WARNING - on further reading I’m not at all sure the below is accurate. Take it with a large pinch of salt as part of my learning experience…

tl;dr:

You can’t sacrifice Availability, so you have to choose between being Consistent and being Partition Tolerant. But only in the event of a network partition! You can be Partition Tolerant and still be Consistent when no partition is occurring.

Following up from my previous post on CAP Theorem, I’m going to discuss what in practical terms the CAP trade-off means.

A is non-negotiable - a truly CP data store is a broken idea

Remember, “Available” doesn’t mean “working”, “Available” means “doesn’t hang indefinitely”. In the event of a network partition a truly CP data store will simply hang on a request until it has heard from all its replicas. A system that hangs indefinitely is a chocolate tea pot. Poorly written clients will also hang indefinitely, ending up with users sitting staring at some equivalent of the Microsoft sand timer.
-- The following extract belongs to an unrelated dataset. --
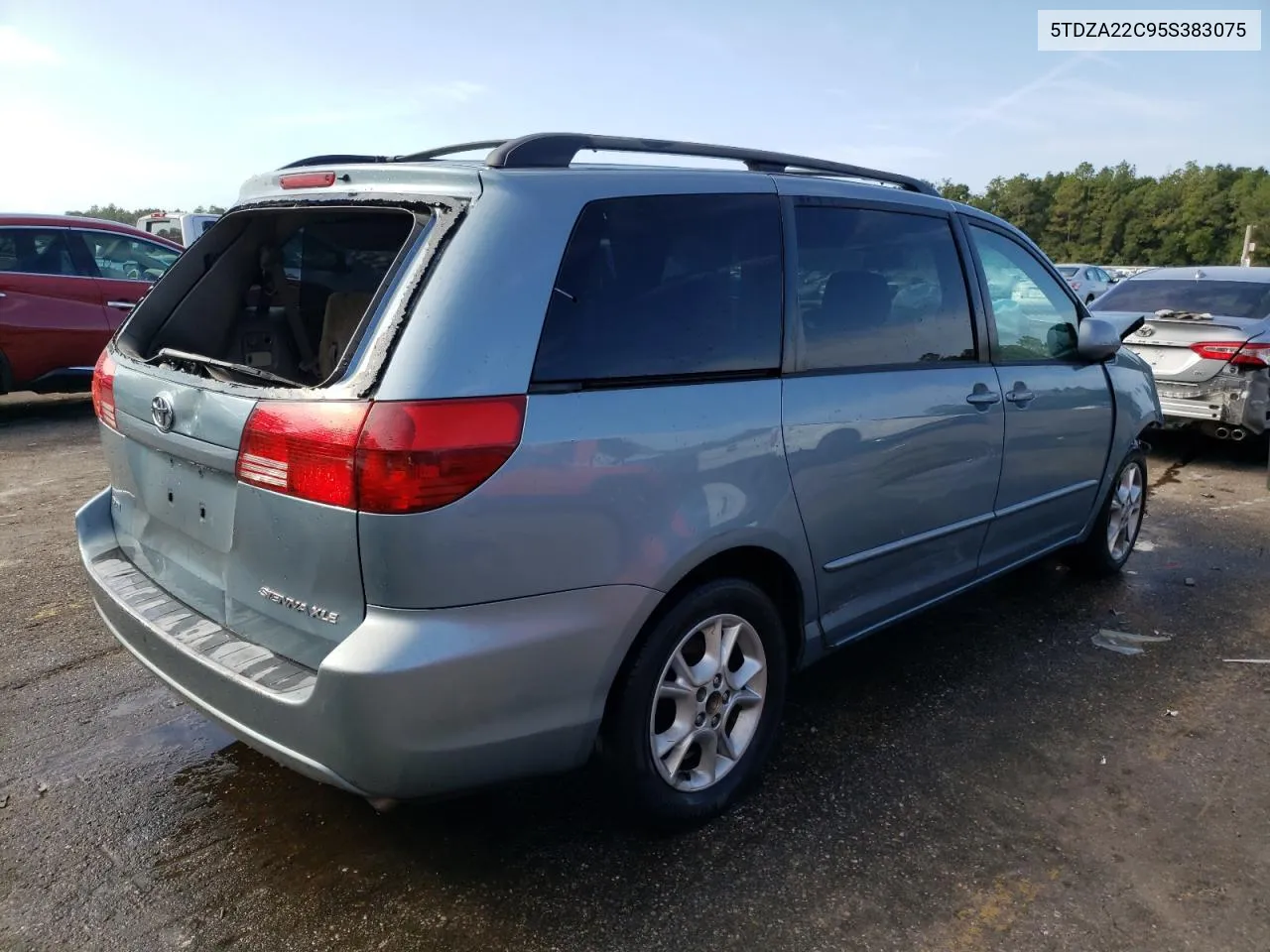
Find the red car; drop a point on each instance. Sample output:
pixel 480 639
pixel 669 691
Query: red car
pixel 64 286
In the end someone (a well written client, or just the poor schmuck staring at his non-responsive computer) will decide to time the operation out and give up, leaving them in the same not-working state as a CA system but with the additional worry that they’ve no idea what happened to the request they sent.

Hang on, there are CP data stores out there aren’t there?

No, not really - not as I understand CAP theorem, anyway. See below!

The choice is between CA and AP

In fact it can be reduced to a very, very simple trade-off - in the event of a network partition, do I want the data store to continue to work or do I want the data store to remain consistent?

CA means a single point of failure

CA is the simplest model. It’s what we get when we run up a single node ACID data store - it’s either there, working and consistent or it isn’t. There are ways to add a measure of redundancy to it in the form of read-only slaves with a distributed lock, but fundamentally if a network partition occurs between them and the master then the master has to stop accepting writes if it is to remain consistent with the slave.

It’s a model that means outages are essentially guaranteed. If that’s acceptable then it’s nice and easy for developers to work with; but it’s rarely acceptable.

Which leaves AP

Nearly all data stores used in scenarios where there is a desire to avoid outages entirely in so far as is possible (human error notwithstanding). Which means having multiple copies of state on machines connected by the network, which means network partitions can and will happen. Which means needing to be available and tolerant of those partitions.

Oh noes! No consistency! Sounds dreadful…

The important point to remember here is that the loss of Consistency implied by Partition Tolerance (i.e. Continuing to Work) only has to be accepted in the event of a partition. This is what lots of so-called “CP” systems are trying to do - remain consistent whilst the network is healthy, and only become inconsistent in the event of a partition.